If the Attorney General is not already a party to an action or representing a party to an action where the constitutionality of the statute is in issue, the brief asserting unconstitutionality must be served on the Attorney General, and the Attorney General shall be entitled to file a response and may be heard at oral argument upon seeking leave to do so, which may be granted at the Supreme Court’s discretion. Proof of such service shall be filed with the Clerk. In the absence of such notice pertaining to a constitutional question, the Supreme Court will not consider any constitutional question except by special order of the Supreme Court, which may be issued at its discretion.
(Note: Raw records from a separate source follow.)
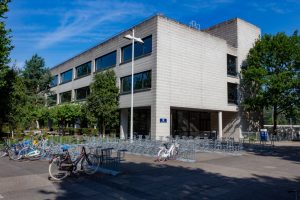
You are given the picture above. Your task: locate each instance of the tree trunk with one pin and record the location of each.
(37, 124)
(275, 116)
(103, 129)
(261, 118)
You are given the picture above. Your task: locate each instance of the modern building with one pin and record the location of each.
(186, 80)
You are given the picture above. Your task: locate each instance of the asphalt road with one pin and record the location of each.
(254, 175)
(F) Replacement briefs. If a court orders a party to submit a replacement brief for failure to comply with requirements of this rule, the original brief shall be stricken upon filing of the replacement brief. An order setting a date for filing a replacement brief shall automatically extend the filing date for any responsive brief as follows:
(1) for a replacement appellant’s brief, the appellee’s brief date is extended to 30 days after the date the replacement brief is due;
(2) for a replacement appellee’s brief, with or without cross-appeal, the appellant’s reply brief date is extended to 10 days after the date the replacement brief is due.
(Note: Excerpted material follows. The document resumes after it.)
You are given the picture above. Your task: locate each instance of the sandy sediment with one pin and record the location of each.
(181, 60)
Rule 9(B)(1), (B)(2)(e), and (B)(5) amended March 25, 1992; Rule 9(B)(2)e amended April 22, 1992; Rule 9(A)(5) amended April 29, 1992; Rule 9(A)(2) amended May 28, 1992; Rule 9(F) amended July 1, 1992; Rule 9(F) amended November 25, 1992; Rule 9(B)(7) amended June 15, 1994; Rule 9(A)(5) and (B)(7) amended October 17, 1995; Rule 9(B) amended September 25, 1996; Rule 9(B)(1) amended November 20, 1996; Rule 9(A) and (B)(6) amended May 29, 1997; Rule 9(A)(4) amended March 17, 1999; Rule 9(D)(1) and (2) amended October 27, 1999, effective December 6, 1999; Rule 9(F) amended December 15, 1999; Rule 9(B)(3) amended June 6, 2001; Rule 9(F) amended November 15, 2001; Rule 9(B)(2)(b) amended March 22, 2006; Rule 9(E) amended June 4, 2008, effective June 18, 2008. Renumbered and codified as § 2-109, effective July 18, 2008. § 2-109(A)(2) amended August 27, 2008; § 2-109(D)(1)(h)-(i) amended September 10, 2008, effective January 1, 2009; § 2-109(D) amended November 19, 2008; §§ 2-109(A)(5), (B)(2) and (6)-(7) amended June 6, 2012; § 2-109(C)(1) amended July 2, 2014; § 2-109(D)(4) and (5) amended May 12, 2021; § 2-109 amended June 9, 2021, effective January 1, 2022; § 2-109(A)(4)(a)-(c) amended April 6, 2022; § 2-109(E) amended November 15, 2023; Rule § 2-109(E) amended September 11, 2024.